ヴァン・ダイクの作風には、師のルーベンスのほか、ティツィアーノらヴェネツィア派の画家の軽妙な筆致と華麗な色彩の影響が見られる。ヴァン・ダイクは1627年にいったん帰国後、1632年には英国に渡り、国王チャールズ1世の宮廷画家となった。それ以後、ヴァン・ダイクは1641年に没するまで英国で活躍した。
英国は美術の面では長らく不毛の地であり、生粋の英国人による絵画の展開は18世紀のホガースの登場を待たねばならなかった。それ以前の英国絵画史はハンス・ホルバイン、ヴァン・ダイクなどの外国人画家が席巻しており、なかでもヴァン・ダイクの華麗な肖像画は、その後の英国絵画にも大きな影響を与えている。
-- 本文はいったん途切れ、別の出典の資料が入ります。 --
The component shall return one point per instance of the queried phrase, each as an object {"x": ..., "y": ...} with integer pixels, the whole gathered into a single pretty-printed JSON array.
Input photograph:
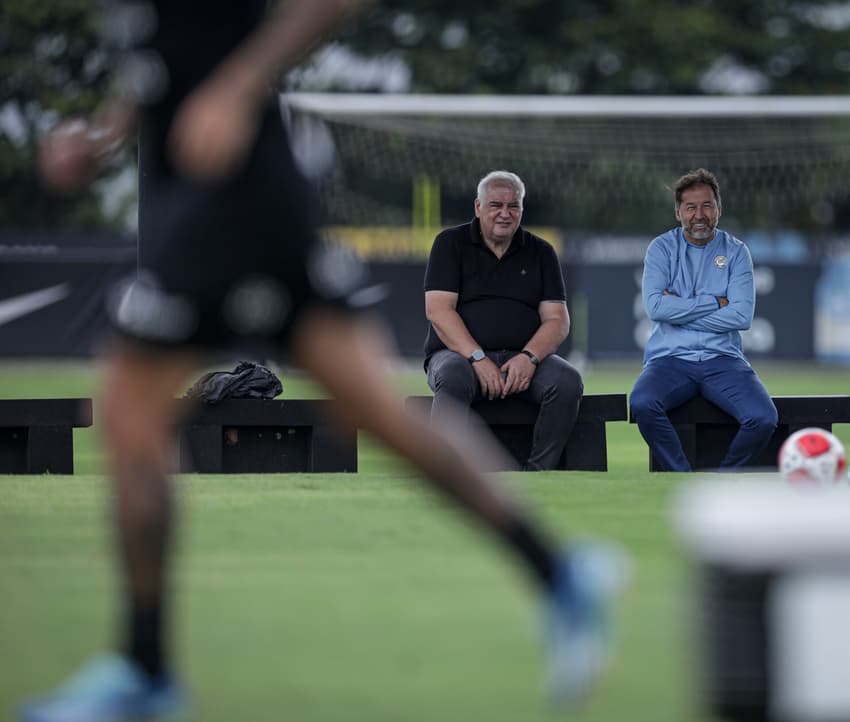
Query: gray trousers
[{"x": 556, "y": 388}]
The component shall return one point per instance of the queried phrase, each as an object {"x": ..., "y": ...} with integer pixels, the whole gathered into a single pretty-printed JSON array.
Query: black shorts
[{"x": 229, "y": 264}]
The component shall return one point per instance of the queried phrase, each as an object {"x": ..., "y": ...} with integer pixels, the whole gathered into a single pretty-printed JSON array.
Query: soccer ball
[{"x": 812, "y": 455}]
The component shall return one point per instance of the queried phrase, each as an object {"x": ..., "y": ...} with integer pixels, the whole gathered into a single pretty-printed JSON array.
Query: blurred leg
[
  {"x": 139, "y": 420},
  {"x": 347, "y": 357}
]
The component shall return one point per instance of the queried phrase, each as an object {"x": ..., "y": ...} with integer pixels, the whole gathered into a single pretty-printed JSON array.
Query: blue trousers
[
  {"x": 727, "y": 382},
  {"x": 556, "y": 387}
]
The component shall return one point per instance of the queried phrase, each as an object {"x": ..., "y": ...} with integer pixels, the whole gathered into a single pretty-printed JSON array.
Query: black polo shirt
[{"x": 498, "y": 298}]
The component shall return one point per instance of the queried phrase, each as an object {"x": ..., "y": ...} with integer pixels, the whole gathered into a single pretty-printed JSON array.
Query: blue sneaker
[
  {"x": 588, "y": 578},
  {"x": 109, "y": 689}
]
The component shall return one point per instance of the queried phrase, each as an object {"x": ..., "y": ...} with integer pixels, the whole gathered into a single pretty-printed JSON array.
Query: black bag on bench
[{"x": 247, "y": 381}]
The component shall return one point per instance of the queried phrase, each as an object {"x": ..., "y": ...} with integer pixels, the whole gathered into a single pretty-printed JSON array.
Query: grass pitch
[{"x": 335, "y": 598}]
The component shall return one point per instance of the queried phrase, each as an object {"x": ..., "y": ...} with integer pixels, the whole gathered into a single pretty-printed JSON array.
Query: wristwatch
[{"x": 534, "y": 359}]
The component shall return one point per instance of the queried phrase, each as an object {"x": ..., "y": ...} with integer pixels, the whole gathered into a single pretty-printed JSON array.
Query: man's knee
[
  {"x": 561, "y": 380},
  {"x": 764, "y": 420},
  {"x": 643, "y": 403},
  {"x": 453, "y": 375}
]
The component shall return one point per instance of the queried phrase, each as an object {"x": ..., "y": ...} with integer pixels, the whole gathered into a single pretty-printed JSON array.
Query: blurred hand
[
  {"x": 518, "y": 372},
  {"x": 70, "y": 156},
  {"x": 213, "y": 131}
]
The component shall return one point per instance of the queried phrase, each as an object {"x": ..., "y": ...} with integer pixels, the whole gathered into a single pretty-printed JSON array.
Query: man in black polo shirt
[{"x": 496, "y": 303}]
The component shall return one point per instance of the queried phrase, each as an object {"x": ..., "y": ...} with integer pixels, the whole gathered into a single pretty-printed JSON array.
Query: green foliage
[
  {"x": 606, "y": 46},
  {"x": 51, "y": 65}
]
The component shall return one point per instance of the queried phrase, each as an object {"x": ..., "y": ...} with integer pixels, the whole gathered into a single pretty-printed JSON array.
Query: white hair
[{"x": 501, "y": 178}]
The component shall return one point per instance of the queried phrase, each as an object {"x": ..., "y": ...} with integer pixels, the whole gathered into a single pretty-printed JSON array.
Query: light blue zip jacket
[{"x": 691, "y": 325}]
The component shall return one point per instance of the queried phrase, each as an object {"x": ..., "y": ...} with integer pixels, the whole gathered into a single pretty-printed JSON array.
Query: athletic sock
[
  {"x": 144, "y": 638},
  {"x": 539, "y": 554}
]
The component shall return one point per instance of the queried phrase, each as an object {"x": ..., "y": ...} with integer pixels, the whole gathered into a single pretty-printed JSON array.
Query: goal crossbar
[{"x": 657, "y": 106}]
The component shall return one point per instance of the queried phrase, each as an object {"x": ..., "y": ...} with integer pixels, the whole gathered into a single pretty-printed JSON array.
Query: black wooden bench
[
  {"x": 511, "y": 421},
  {"x": 265, "y": 436},
  {"x": 706, "y": 431},
  {"x": 36, "y": 435}
]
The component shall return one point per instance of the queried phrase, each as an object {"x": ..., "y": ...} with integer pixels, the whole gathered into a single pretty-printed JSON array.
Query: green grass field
[{"x": 334, "y": 598}]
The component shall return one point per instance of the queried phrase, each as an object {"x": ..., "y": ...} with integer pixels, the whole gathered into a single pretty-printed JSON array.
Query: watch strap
[{"x": 534, "y": 359}]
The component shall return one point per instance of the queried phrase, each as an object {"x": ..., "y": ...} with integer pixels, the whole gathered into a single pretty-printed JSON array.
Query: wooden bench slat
[
  {"x": 511, "y": 420},
  {"x": 16, "y": 413},
  {"x": 706, "y": 431},
  {"x": 36, "y": 435}
]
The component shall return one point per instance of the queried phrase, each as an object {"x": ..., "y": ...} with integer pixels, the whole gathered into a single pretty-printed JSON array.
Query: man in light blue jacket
[{"x": 698, "y": 291}]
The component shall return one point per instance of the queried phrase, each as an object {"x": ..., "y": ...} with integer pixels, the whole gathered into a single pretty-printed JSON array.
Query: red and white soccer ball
[{"x": 812, "y": 456}]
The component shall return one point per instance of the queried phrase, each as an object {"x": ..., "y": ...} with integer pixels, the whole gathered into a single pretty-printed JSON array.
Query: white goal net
[{"x": 599, "y": 164}]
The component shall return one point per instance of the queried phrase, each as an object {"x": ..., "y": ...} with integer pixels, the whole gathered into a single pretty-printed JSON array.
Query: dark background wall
[{"x": 51, "y": 302}]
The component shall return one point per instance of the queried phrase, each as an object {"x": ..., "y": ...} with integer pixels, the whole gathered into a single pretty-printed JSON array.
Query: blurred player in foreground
[{"x": 230, "y": 258}]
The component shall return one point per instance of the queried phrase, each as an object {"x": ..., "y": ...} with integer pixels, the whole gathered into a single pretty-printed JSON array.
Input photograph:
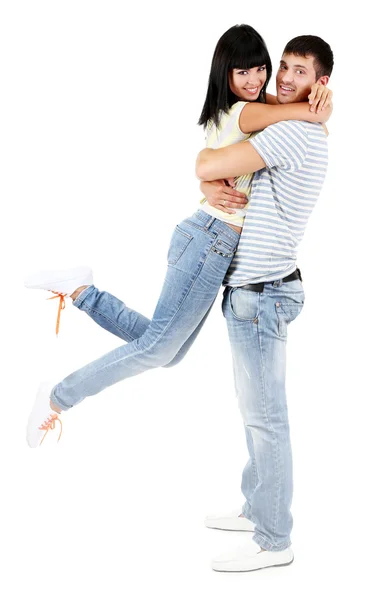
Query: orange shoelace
[
  {"x": 50, "y": 423},
  {"x": 60, "y": 307}
]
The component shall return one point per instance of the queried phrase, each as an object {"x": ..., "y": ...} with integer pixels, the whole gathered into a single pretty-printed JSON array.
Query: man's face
[{"x": 294, "y": 79}]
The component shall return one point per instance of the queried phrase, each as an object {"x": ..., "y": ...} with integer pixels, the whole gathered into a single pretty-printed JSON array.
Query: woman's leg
[
  {"x": 200, "y": 253},
  {"x": 113, "y": 315}
]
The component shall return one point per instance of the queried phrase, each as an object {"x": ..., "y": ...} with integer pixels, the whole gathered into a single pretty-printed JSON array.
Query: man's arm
[{"x": 231, "y": 161}]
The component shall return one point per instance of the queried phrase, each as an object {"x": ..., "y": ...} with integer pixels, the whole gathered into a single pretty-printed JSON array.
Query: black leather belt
[{"x": 259, "y": 287}]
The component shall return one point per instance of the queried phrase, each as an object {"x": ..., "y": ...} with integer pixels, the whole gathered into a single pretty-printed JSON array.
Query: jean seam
[
  {"x": 97, "y": 312},
  {"x": 276, "y": 506},
  {"x": 264, "y": 543}
]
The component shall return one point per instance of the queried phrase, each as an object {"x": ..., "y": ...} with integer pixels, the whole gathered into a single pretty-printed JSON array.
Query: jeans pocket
[
  {"x": 286, "y": 313},
  {"x": 223, "y": 248},
  {"x": 179, "y": 242},
  {"x": 244, "y": 304}
]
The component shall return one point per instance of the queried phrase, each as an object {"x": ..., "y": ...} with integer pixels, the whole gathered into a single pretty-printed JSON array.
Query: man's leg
[{"x": 257, "y": 325}]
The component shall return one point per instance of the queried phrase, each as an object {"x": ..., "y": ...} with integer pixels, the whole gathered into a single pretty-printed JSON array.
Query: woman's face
[{"x": 247, "y": 84}]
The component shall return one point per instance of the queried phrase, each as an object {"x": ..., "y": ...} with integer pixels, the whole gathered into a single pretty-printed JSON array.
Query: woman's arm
[
  {"x": 256, "y": 116},
  {"x": 271, "y": 99}
]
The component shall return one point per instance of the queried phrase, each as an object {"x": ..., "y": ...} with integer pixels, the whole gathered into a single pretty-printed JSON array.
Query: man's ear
[{"x": 323, "y": 80}]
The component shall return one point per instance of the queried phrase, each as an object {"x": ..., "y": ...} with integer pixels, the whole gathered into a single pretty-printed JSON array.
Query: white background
[{"x": 100, "y": 102}]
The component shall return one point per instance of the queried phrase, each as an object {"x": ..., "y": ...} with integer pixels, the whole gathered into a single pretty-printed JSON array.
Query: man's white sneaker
[
  {"x": 249, "y": 557},
  {"x": 43, "y": 418},
  {"x": 230, "y": 522},
  {"x": 61, "y": 282}
]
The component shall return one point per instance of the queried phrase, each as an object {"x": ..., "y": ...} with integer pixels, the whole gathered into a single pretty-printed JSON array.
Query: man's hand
[
  {"x": 223, "y": 196},
  {"x": 320, "y": 97}
]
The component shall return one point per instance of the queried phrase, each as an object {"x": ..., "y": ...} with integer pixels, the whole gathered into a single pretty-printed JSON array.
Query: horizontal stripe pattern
[{"x": 283, "y": 196}]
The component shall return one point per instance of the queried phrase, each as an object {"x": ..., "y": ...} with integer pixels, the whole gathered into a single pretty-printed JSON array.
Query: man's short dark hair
[{"x": 311, "y": 45}]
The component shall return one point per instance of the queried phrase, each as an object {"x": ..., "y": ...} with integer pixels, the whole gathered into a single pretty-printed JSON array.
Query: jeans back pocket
[{"x": 179, "y": 242}]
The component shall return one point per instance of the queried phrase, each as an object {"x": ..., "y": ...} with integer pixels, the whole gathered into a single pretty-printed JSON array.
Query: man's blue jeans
[
  {"x": 257, "y": 326},
  {"x": 200, "y": 253}
]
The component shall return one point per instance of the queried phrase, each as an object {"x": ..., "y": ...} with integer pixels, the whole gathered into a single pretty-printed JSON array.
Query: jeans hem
[
  {"x": 81, "y": 297},
  {"x": 57, "y": 402},
  {"x": 266, "y": 545}
]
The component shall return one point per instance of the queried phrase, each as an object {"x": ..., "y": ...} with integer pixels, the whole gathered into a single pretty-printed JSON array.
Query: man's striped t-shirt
[{"x": 283, "y": 196}]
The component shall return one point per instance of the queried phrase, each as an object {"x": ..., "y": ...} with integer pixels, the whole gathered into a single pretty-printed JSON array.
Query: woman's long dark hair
[{"x": 241, "y": 47}]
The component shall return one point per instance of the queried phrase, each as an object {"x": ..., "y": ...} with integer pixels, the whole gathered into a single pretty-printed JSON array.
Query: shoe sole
[{"x": 258, "y": 569}]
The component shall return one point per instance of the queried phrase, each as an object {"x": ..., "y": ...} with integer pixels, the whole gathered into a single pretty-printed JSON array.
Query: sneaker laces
[
  {"x": 60, "y": 307},
  {"x": 50, "y": 423}
]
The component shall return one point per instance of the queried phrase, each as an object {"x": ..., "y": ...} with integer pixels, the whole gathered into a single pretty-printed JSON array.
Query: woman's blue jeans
[{"x": 200, "y": 253}]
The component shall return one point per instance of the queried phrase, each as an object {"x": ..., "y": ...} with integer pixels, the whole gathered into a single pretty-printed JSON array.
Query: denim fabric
[
  {"x": 257, "y": 326},
  {"x": 200, "y": 253}
]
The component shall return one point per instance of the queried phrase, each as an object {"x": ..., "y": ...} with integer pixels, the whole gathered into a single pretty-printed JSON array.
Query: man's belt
[{"x": 259, "y": 287}]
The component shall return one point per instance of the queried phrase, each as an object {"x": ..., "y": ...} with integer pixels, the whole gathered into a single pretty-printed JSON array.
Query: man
[{"x": 264, "y": 294}]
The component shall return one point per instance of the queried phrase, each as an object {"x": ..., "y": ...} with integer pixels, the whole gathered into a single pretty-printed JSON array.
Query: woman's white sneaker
[
  {"x": 63, "y": 283},
  {"x": 250, "y": 557},
  {"x": 43, "y": 419},
  {"x": 229, "y": 522}
]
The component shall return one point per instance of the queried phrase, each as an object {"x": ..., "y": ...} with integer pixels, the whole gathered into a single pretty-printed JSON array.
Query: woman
[{"x": 200, "y": 252}]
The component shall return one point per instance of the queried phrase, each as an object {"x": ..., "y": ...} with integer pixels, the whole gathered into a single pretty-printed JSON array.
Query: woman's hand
[
  {"x": 222, "y": 196},
  {"x": 320, "y": 97}
]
ヴァン・ダイクが描いた英国国王チャールズ1世像の数多い肖像画のうち、最高傑作とされているのが『狩り場のチャールズ1世像』である。伝統的な王侯の肖像画と異なり、この絵のなかの国王チャールズ1世は、野外の風景のなかで2人の召使とともに描き出されている。チャールズ1世は乗馬服、つば広帽、乗馬用ブーツという軽装でくつろいだ様子であるが、こちらを見つめる王の表情には威厳があり、モデルの身分の高さを無言のうちに語っている。王の傍らにいる2人の召使は陰のなかに描かれ、王のみに光が当たっている点も、王の高貴さを強調している。